Homebrew hacking: learn how to hack on YouTube
The hacking scene has exploded into life this spring and summer, with more high-profile data breaches happening every week.
From Sony’s PlayStation Network to the CIA, sites that really should know better are being breached by one means or another.
The sad thing is that as long as these people who should know better continue to leave security holes that can easily be exploited – SQL injection, anyone? – then they will be.
Homebrew hacking is on the rise, thanks to the sheer volume of hacking tutorials available online
It’s loose-knit hacking groups such as Anonymous and LulzSec that are feeding the media frenzy, but they’re not the only ones taking advantage – the back-bedroom solo hacker is alive and well in 2011.
In fact, homebrew hacking is on the rise, thanks to the sheer volume of hacking tutorials available online.
It takes only a quick fiddle with Google, using pretty damn obvious search strings, to get all the hacking how-to videos and step-by-step tutorials to enable anyone to breach the security of any website that’s vulnerable to the exploits they cover.
Not only are the majority of these tutorials free, but they actually work. When the CPP Group conducted a controlled classroom experiment earlier this year, the results were conclusive.

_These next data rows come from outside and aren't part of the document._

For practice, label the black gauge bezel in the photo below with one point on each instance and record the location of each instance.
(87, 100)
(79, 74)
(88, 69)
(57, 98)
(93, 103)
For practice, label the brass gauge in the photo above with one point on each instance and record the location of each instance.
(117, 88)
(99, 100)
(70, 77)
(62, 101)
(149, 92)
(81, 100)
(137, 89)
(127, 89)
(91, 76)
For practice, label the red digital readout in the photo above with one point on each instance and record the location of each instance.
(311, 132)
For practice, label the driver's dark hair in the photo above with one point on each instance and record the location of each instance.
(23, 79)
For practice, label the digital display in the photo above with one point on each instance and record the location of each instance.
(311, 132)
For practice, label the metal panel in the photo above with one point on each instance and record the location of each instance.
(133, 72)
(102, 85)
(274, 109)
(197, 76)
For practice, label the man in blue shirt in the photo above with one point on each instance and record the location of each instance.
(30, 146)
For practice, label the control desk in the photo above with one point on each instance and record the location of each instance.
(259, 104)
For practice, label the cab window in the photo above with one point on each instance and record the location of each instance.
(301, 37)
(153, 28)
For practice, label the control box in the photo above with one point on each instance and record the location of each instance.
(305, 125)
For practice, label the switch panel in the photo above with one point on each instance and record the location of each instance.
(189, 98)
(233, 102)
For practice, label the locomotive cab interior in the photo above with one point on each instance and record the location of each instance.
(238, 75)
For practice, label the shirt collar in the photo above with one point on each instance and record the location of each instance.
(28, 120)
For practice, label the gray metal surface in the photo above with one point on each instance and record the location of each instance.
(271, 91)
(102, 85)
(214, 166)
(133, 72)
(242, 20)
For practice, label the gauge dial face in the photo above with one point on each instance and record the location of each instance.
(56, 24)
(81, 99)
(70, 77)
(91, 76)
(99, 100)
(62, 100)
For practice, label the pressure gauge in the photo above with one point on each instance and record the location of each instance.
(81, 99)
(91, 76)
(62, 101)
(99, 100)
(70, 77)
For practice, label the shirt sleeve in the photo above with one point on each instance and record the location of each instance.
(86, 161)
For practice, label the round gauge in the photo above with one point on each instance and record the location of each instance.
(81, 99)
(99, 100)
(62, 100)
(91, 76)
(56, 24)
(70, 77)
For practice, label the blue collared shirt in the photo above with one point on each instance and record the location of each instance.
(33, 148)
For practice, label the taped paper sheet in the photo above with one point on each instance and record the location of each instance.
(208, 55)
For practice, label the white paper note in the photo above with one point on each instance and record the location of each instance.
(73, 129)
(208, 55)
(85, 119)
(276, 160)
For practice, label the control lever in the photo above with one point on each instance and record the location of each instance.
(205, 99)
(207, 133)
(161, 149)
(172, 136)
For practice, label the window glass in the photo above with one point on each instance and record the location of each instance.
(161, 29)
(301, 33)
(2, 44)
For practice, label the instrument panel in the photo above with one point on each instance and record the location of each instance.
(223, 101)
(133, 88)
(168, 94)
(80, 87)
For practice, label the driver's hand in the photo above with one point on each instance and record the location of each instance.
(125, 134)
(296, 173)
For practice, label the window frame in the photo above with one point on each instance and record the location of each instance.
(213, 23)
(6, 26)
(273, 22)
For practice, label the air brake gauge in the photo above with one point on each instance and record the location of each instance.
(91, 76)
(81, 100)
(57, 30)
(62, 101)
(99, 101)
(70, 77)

A group of novice technology users were able to obtain the login details of their classmates using a man-in-the-middle attack to access the class network, after following a 14-minute tutorial on the internet.
This tutorial not only showed them what to do step by step, but it pointed them to which free hacking software to download.
I searched YouTube for “man in the middle hacking” videos and it returned more than 20,000 tutorials, including some that have been viewed hundreds of thousands of times.
When it comes to hacking Facebook you can find more than 5,000 videos that teach you how to do it, and Twitter isn’t far behind. Michael Lynch, an identity fraud expert from CPP, has called on the Government to “review access to these online hacking lessons” and “implement tighter regulation of internet hacking communities”.
Educational purposes only
The tutorials come with disclaimers that they’re not to be used for malicious purposes or to hack anything without permission, and claim they’re for educational purposes only.
This transparent get-out clause appears to satisfy not only YouTube and the ISPs that host the sites concerned, but even law-enforcement agencies.
The most common reason I’ve heard for not taking down these tutorials is a version of the “guns don’t kill people” argument, although perhaps an analogy using cars would be more UK-centric: a video that teaches you how to drive doesn’t turn you into a dangerous driver, but a video that teaches you how to do “doughnut” handbrake turns and points out the best roads for night racing might well do.
I’m not convinced this reasoning applies to hacking tutorials, because they all effectively demonstrate how easy it is for Joe Anybody to steal your data if you don’t protect it properly.
The real problem isn’t the wannabe hackers, but rather the insecurity of web-based resources
They’re equivalent to those “don’t drink and drive” ads that show not merely the drunk driver speeding, but the horrible consequences too. Regulating all hacker tutorials is impractical because any filter that catches the bad stuff would also catch the good guys.
What to do?
So what’s the solution? Well, script kiddies have been around forever and all that’s changed is the ease with which they can learn about how to use the available hacking tools.
The real problem isn’t the wannabe hackers, but rather the insecurity of web-based resources that contain common vulnerabilities waiting to be exploited.
The best advice I can give any online business is to make sure yours isn’t one of them. Audit your web-based application security, patch your systems and keep these script kiddies out along with the professional data thieves.